U.S. Warns Of 'Extremely High' Radiation At Plant
The chief U.S. nuclear regulator told a congressional subcommittee on Wednesday that a new failure at one of the six reactors at the Fukushima Dai-ichi power plant may make it impossible to keep the crippled plant from deteriorating further.
"We believe radiation levels are extremely high, which could possibly impact the ability to take corrective measures," Jaczko said.
However, Jaczko's dire assessment was based on limited information. And the Tokyo Electric Power Co., which operates the plant, denied his report.
If the new problems at the No. 4 reactor turn out to be true, it could severely hamper workers' efforts to prevent further melting in four of the plant's six nuclear reactors.
The reported problem with the No. 4 reactor wasn't the only new failure Wednesday. Japanese authorities said a crack has appeared in the steel-and-concrete containment vessel of the plant's No. 3 reactor, which now seems to be leaking radioactive steam.
Meanwhile, about 170 workers at the plant, wearing protective suits and rotating in and out of radiation hot spots, frantically tried to prevent further damage to exposed nuclear fuel rods.
The International Atomic Energy Agency, which is monitoring the situation, could not confirm the new report about the No. 4 storage pool.

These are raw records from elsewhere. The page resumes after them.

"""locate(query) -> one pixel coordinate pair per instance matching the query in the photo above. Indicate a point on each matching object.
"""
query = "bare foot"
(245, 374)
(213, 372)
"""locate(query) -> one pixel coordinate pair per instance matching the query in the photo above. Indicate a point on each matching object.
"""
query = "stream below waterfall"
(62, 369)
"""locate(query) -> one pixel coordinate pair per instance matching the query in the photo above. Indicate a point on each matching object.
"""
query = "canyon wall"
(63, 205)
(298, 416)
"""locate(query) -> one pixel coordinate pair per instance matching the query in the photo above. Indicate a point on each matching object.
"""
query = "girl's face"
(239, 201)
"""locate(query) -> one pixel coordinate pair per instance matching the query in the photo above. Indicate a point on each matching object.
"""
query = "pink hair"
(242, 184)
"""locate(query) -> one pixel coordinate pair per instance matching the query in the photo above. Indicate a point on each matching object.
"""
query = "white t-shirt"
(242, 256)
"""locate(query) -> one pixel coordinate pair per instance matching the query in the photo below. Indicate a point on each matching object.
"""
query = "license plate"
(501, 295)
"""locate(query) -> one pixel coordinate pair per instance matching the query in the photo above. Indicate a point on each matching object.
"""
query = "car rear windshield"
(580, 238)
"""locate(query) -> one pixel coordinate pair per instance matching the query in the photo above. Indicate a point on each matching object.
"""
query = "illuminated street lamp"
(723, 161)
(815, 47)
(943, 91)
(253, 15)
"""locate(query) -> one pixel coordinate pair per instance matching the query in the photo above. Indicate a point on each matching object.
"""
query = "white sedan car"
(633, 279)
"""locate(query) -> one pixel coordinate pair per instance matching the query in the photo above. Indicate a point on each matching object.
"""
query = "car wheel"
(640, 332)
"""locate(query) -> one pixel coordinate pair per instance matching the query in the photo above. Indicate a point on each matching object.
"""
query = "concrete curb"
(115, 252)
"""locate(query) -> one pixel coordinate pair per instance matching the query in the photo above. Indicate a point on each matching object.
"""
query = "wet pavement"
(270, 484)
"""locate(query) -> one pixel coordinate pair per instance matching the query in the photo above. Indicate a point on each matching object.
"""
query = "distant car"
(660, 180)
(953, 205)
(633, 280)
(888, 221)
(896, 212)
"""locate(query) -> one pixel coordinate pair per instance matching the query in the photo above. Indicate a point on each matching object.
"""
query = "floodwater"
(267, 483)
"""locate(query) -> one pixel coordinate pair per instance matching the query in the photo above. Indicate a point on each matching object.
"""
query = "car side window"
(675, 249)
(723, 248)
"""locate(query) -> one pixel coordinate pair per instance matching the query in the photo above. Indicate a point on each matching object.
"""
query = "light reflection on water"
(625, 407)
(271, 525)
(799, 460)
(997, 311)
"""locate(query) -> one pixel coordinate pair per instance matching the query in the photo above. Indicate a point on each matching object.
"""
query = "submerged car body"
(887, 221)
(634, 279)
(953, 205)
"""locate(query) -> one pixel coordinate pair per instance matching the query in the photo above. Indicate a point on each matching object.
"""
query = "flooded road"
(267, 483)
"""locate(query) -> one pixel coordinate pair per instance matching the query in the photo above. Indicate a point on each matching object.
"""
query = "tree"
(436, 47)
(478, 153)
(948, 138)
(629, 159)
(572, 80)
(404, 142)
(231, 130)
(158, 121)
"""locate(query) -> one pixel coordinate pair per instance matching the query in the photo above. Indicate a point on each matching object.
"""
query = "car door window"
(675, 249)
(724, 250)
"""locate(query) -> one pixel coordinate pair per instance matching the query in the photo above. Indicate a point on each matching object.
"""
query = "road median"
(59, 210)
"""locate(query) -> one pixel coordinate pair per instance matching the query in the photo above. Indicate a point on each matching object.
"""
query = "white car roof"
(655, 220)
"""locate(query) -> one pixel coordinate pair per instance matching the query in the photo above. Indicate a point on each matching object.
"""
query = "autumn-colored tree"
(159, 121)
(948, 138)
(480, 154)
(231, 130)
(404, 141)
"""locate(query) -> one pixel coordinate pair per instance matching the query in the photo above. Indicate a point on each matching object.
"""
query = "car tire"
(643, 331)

But the agency's director-general, Yukiya Amano, acknowledged that "the situation is ... very serious."
Amano, speaking from Vienna at the agency's daily briefing, said conditions at the plant have clearly deteriorated over the past two days.
Edwin Lyman, a physicist with the Union of Concerned Scientists, agrees that the situation at the Fukushima Dai-ichi power plant "is deteriorating, and it's unclear how long workers can stay in that environment without risking grave bodily injury. If they must be permanently evacuated, it's unclear how the extent of the damage that's now occurred can be contained."
One sign of the worsening situation was a change in Japan's law governing the radiation limit for nuclear power workers. International guidelines say a higher limit is appropriate only when workers are saving lives or protecting large populations.
Meanwhile, the U.S. Embassy on Wednesday told American citizens within 50 miles of the troubled plant to evacuate or take shelter indoors.
Radiation levels at the plant rose so high early Wednesday, Japan time, that all workers had to take shelter in a shielded bunker for several hours. That led to incorrect reports that the workers had been completely withdrawn from the site.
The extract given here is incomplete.